Supporters say the plan gets people off the streets, prevents encampments from becoming too large and sprawling, and makes it easier to find people housing compared to those still living in tents.
However, few people have actually moved from hotels into permanent housing, and the city is reportedly struggling to produce data on the program’s effectiveness. It’s also been a struggle to provide the homeless with access to mental and physical health care. Perhaps most importantly, critics argue Inside Safe is too expensive to continue for the long term, posing a question of what will happen when funding runs out.
The issue of housing the homeless in LA hotels has been especially contentious. Next year, city residents will vote on a controversial ballot measure that would require hotels in LA to rent vacant rooms to homeless people.

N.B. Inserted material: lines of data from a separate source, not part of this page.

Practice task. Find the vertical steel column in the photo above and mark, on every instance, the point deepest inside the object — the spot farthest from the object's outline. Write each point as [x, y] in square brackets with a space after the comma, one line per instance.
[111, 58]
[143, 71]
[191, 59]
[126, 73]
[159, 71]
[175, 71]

Specifically, the proposal would require hotels to regularly report the number of vacant rooms they have to the city’s housing department. The department would run a program under which it could essentially assign homeless people to a particular hotel, with the “guests” paying for the room with a voucher paid for by the city at a “fair market rate.” Hotels would be prohibited from discriminating against homeless people who participate in the program.
Unite Here Local 11, a labor union representing hotel and other hospitality workers, led the effort in support of the measure, getting it in front of the LA City Council for a vote last year to put it on the 2024 ballot.
The union has also been spearheading ongoing strikes by LA hotel workers, who are demanding higher wages, guaranteed staffing levels, automatic digital tipping, and the continuation of their strong health insurance plan and pension program.
However, Coordinated Bargaining Group, which represents dozens of LA-area hotels negotiating with Local 11, filed charges earlier this month with the National Labor Relations Board accusing the union of breaking the law by going on strike over demands that have “nothing to do” with the employees it represents and that could harm the city’s tourism industry.
Among the group’s complaints is Local 11’s support for the measure to require hotels to house the homeless, as well as a 7% tax on hotel guests in order to create a fund that would assist hospitality workers in obtaining affordable housing.
“Insisting that these provisions must be in any contract settlement and striking to include them is not only unlawful, but it is also a real obstacle to reaching agreement on a contract,” Keith Grossman, spokesperson for the Coordinated Bargaining Group, said in a statement. “If the union really wanted an agreement to help the employees, it would have dropped these issues long ago instead of taking employees out on strike over them.”
Kurt Petersen, co-president of Local 11, said that the union stands by its 7% tax demand and that the Coordinated Bargaining Group mischaracterized the ballot measure, which he said is about building affordable housing.
“I’m not sure what they are arguing, because we are allowed to bargain over anything we want at the table,” he told the Los Angeles Times. “They should stop paying their lawyers … to file frivolous complaints and instead pay their workers a living wage.”